Importante salientar de onde veio Tiririca e de onde partiu seu eleitorado, para compreender que, em 14 anos de lulo-petismo, os sucessivos governos democráticos e de esquerda, do ex-operário Luiz Inácio Lula da Silva e da ex-guerrilheira, Dilma Roussef, foram incapazes de propor autênticas reformas institucionais no país, que não passassem apenas por políticas graduais de inclusão social na economia. Consciências não foram modificadas, apesar dos bolsos sim. Aproveitando-se de momentos bem sucedidos no mercado internacional (com a crise da economia norte-americana e o crescimento do mercado chinês), países da América Latina como Brasil e Argentina esperavam lograr êxito com uma expansão dos commodities (principais matérias primas brasileiras) no comércio global e uma balança comercial provisoriamente favorável, esquecendo-se que reformas intensas teriam que ser feitas, principalmente para os menos favorecidos, estabelecendo-se uma verdadeira ruptura institucional com os mais ricos. Como os personagens do clássico filme Metrópolis, de Fritz Lang, Lula esperava, que com seu alto grau de carisma e articulação política, conseguiria conciliar para sempre os interesses do capital e do trabalho, numa aliança entre patrões e empregados que levasse a um país de brasileiros "que não desistiam nunca". 
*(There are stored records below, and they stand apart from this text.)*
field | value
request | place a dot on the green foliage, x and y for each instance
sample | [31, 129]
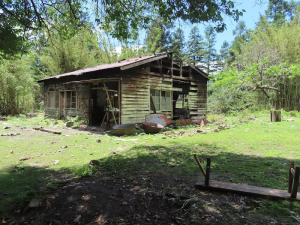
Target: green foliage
[158, 35]
[194, 46]
[121, 18]
[177, 43]
[209, 54]
[16, 86]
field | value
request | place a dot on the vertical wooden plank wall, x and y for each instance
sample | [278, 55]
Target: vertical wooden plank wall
[135, 97]
[162, 84]
[83, 100]
[198, 99]
[51, 111]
Ao contrário disso, a fonte secou. Eleitores do deputado Tiririca são muitos daqueles beneficiados pelo boom econômico dos primeiros anos do século, que saíram da pobreza extrema, auxiliados por programas assistenciais, em sua maioria analfabetos, que conseguiram prover os filhos de certo grau de instrução, e, em alguns casos, chegaram a condição de formar uma nascente classe média baixa, que conseguiu até mesmo colocar os filhos na universidade, no mercado de trabalho e ter acesso a uma gama de bens de consumo, graças à flexibilização dos juros. Lula e Dilma fizeram em pouco tempo um exército de novos consumidores para o capital, mas não "novos ricos", numa estrutura frágil que poderia se romper (como se rompeu), na primeira grande crise econômica que o país passou a contrair. 
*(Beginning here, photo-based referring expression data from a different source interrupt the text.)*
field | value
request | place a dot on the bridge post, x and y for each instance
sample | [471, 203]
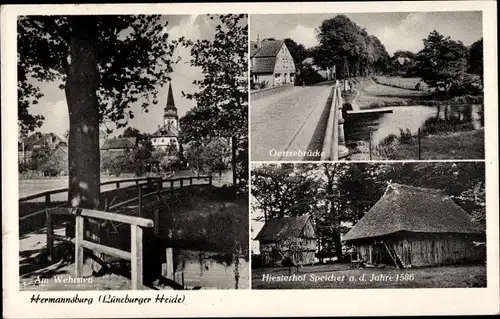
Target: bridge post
[136, 256]
[168, 267]
[343, 150]
[78, 245]
[50, 233]
[140, 201]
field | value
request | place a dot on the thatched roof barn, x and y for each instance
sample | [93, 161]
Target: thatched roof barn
[289, 237]
[413, 226]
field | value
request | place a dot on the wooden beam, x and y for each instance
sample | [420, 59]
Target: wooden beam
[136, 256]
[168, 266]
[143, 222]
[78, 246]
[106, 250]
[50, 234]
Hoje, eleitores de Tiririca sequer sabem o que é FIES (que pode ser confundida com a palavra "festa", regada a forró, funk ou as músicas sexistas e de conteúdo racista que Tiririca tanto expôs nas rádios e programas de televisão). O jargão prolixo, intrincado e aborrecido dos economistas foi incapaz de ser transmitido ao povão, através dos arautos do governo que cai, fazendo com que milhões aplaudissem a iniciativa midiática de um juiz autoritário e senhor de si, valendo-se de uma Polícia Federal composta por vários autoridades e agentes opositores do governo e comprometidos com uma ideologia de lei e ordem avessa ao garantismo constitucional, que passaram a tratar apoiadores do governo e seus representantes não como investigados ou réus, mas como culpados por todo tipo de corrupção que assolasse a República (e destruísse a empresa estatal mais bem sucedida do país, a petrolífera Petrobrás). 
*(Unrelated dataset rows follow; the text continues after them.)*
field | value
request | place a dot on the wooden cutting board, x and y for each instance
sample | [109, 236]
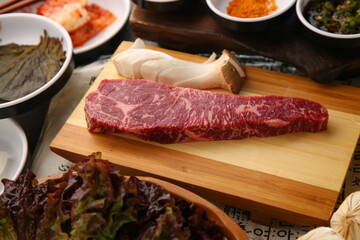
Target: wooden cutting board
[296, 177]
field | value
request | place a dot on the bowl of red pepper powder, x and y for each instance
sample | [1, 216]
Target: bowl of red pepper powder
[250, 15]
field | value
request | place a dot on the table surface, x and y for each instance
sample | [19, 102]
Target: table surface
[44, 163]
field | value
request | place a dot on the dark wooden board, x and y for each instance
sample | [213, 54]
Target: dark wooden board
[194, 30]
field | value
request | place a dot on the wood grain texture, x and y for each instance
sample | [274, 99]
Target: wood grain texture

O que dói mais talvez não seja o voto de Tiririca no Congresso Nacional, mas sim a forma como, dias depois, caçoou da nação, num momento de descontração captado por uma câmera de celular, que ganhou as redes sociais e o conhecimento público. No vídeo, o deputado bissexto e artista full time faz uma brincadeira com as homenagens que os deputados mais exaltados fizeram em seus votos. Daria até para rir, se não fosse motivo para chorar!! Ao escarnecer de sua própria função pública, e comprometer a importância do mandato parlamentar, Tiririca prestou um verdadeiro desserviço a todos que o achavam ao menos engraçado. Ao dizer que, ao expulsar Dilma do Palácio do Planalto, votando "sim", o deputado diz que votou "pelo coração", é o meu coração e o de muitos democratas que dói ao ver tanta inconsequência e alienação. Nunca estivemos tão mal representados. Ao compor um Poder Legislativo dos mais conservadores desde o golpe de 1964, o deputado Francisco Everardo demonstra porque, na primeira vez em que falou num microfone na Câmara, que na verdade estava ali o bom e velho Tiririca, a zombar com humor de tudo, até mesmo da própria República. Ali, expressando seu "sim" na Câmara dos Deputados, Tiririca demonstrou que, de político, ele não passa de um bom palhaço (ou seriam os dois conceitos a mesma coisa?).